XML 56 R36.htm IDEA: XBRL DOCUMENT v3.20.4
Financial risk management objectives and policies
12 Months Ended
Dec. 31, 2020
Financial risk management objectives and policies  
Financial risk management objectives and policies

31      Financial risk management objectives and policies

The Group is exposed to market risk, credit risk and liquidity risk. The risks are monitored by appropriate management at each level. The Group’s financial risk activities are governed by appropriate policies and procedures, and financial risks are identified, measured and managed in accordance with the Group’s policies. The Supervisory Board reviews and approves the policies for managing each of these risks, which are summarized below.

Market risk

Market risk is the risk that the fair value of future cash flows of a financial instrument will fluctuate because of changes in market prices.
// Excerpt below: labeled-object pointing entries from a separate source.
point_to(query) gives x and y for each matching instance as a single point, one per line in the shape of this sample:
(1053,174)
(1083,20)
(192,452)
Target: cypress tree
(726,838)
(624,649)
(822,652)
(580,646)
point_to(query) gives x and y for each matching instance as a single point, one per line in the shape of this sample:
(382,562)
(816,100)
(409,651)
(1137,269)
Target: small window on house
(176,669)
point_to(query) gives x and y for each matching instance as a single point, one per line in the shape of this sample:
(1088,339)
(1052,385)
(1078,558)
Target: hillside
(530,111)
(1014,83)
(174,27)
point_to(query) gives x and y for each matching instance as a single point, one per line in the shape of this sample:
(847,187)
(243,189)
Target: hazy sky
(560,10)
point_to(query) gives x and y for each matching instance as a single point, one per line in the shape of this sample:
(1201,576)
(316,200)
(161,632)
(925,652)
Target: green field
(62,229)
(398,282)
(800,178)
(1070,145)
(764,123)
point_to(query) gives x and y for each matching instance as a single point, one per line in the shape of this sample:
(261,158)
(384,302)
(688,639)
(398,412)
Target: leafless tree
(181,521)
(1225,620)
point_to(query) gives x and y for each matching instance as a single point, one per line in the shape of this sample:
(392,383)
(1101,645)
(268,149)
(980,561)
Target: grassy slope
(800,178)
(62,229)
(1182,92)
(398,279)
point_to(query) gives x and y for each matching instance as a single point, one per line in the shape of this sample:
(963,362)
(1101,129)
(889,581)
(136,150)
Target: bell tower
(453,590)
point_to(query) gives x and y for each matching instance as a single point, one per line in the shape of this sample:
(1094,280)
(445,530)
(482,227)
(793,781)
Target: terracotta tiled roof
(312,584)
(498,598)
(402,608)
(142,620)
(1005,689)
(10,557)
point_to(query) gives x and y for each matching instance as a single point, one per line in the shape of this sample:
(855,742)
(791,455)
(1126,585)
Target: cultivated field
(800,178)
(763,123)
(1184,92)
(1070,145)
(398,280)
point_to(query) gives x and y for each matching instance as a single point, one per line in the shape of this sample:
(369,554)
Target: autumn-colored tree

The Group’s market risk relates to foreign currency risks. Financial instruments affected by foreign currency risk include cash and cash equivalents, trade and other receivables and trade and other payables. The Group does not hedge its foreign currency risk.

Foreign currency risk

Foreign currency risk is the risk that the fair value or future cash flows of an exposure will fluctuate because of changes in foreign exchange rates. As the Group operates in multiple countries, the exposure to foreign currency is inherent and is part of the day to day business. The principle characteristics are summarized below:

-Cash is held in Euros and US dollars at the Group level

-Each foreign entity is funded by Group loans, in Euros or US dollars, on average every quarter based on a detailed cash flow forecast

Foreign currency sensitivity:

The following tables demonstrate the sensitivity to a reasonably possible change in Euros and US dollars and major currencies by the Group (EGP, ZAR, NGN, MAD, GHS, KES, AED), with all other variables held constant. The Group’s exposure to foreign currency changes for all other currencies is not material.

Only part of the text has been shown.